Das einzige Laster, welches in dieser Versammlung grau gewordener Seemänner nicht auszurotten seyn möchte, ist die Trunkenheit. Doch die Ehre ist für den alten Seemann auch eine Leidenschaft, und um diese als Gegenwirkung anzuwenden, wird der Betrunkene in einen gelben Rock gekleidet und dem allgemeinen Gelächter Preis gegeben. Hier werden auch zweihundert Knaben zum Seedienst erzogen und wohl unterrichtet. Gouverneur dieses Hauses ist der berühmte alte Admiral Lord Hood. Die in dem einen Flügel befindliche Kirche wird gezeigt wegen eines mit wirklich tauschender Wahrheit auf die Wand gemalten Fensters. Im andern Flügel befindet sich ein großer architektonisch schöner Saal, in welchem der wie das Modell eines Linienschiffes gebaute Leichenwagen Nelsons aufbewahrt wird.

Ungefähr drei Meilen stromabwärts, liegt Woolwich, höchst merkwürdig als Station der Englischen Artillerie.

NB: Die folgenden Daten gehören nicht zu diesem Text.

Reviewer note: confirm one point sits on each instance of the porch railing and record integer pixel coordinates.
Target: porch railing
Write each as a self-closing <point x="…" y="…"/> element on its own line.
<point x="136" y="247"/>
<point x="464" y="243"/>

Die Englische Landartillerie besieht aus 10 Regimentern und 4 Schwadronen nebst einem großen Train von Wagen. Was von dieser furchtbaren Masse in Friedenszeiten nicht detaschirt ist, sieht man hier casernirt. Die Hauptfronte der Casernengebäude gleicht einem Palast, hinter derselben aber sieht man eine regelmäßig gebaute Stadt von Baracken aus gebrannten Steinen und Stallgebäuden. Diese Letztern sind so prachtvoll, daß man selten in Deutschen Residenzen schönere Marställe sieht. Selbst der Train hat ausgezeichnet schöne Stallungen. Die Stallgebäude bilden große viereckige Höfe, die geebnet und mit Grand befahren als Reitbahnen dienen. Alle Pferde der reitenden Artillerie werden hier von sehr geschickten Bereitern, deren Chef ein Schwede, Major Guist, ist, zugeritten und jedes nicht im Dienst befindliche Pferd wird hier im Laufen geübt. Die Schönheit und Kraft dieser Pferde übersteigt alle Beschreibung. Ueberhaupt ist Alles, was zum Dienst der Artillerie gehört, von einer Vollendung, Schönheit und Dauerhaftigkeit der Arbeit, welche Erstaunen erregt. Ungeheure Vorräthe aller Art Artilleriebedürfnisse sind hier in palastähnlichen Magazinen mit einer Ordnung und Reinlichkeit aufgehäuft, daß es nur weniger Tage bedarf, um die größeste Expedition mit der vollständigsten Artillerie zu versehen. Ganze Felder liegen mit den schönsten bronzenen Kanonen bedeckt. Ungeheure Ebenen sind für die täglichen Geschützübungen und Artillerie-Manoeuvres bestimmt. Hier sind die Arsenale, aus welchen England in allen fünf Welttheilen seine Besitzungen und Schiffe mit Kanonen bis zu den kleinsten Artilleriebedürfnissen herab versieht. Durch Dampfmaschinen werden unten am Ufer der Themse in den Kanonengießereien die kolossalen Drehbänke und Bohrer in Bewegung gesetzt. Selbst in den Stellmacher-Werkstätten werden die Felgen und Speichen mit der Maschine geschnitten und aus Menschenhänden kann nichts so vollkommen hervorgehen, als hier durch die Kraft der Mechanik geleistet wird. Die Vollkommenheit und Großartigkeit aller dieser Einrichtungen findet in der ganzen Welt ihres Gleichen nicht.

Von Blackhead aus war ich sehr häufig in London. Erst am 5ten April waren meine Geschäfte so weit beendigt, daß ich die Rückreise wieder über Schweden antreten konnte.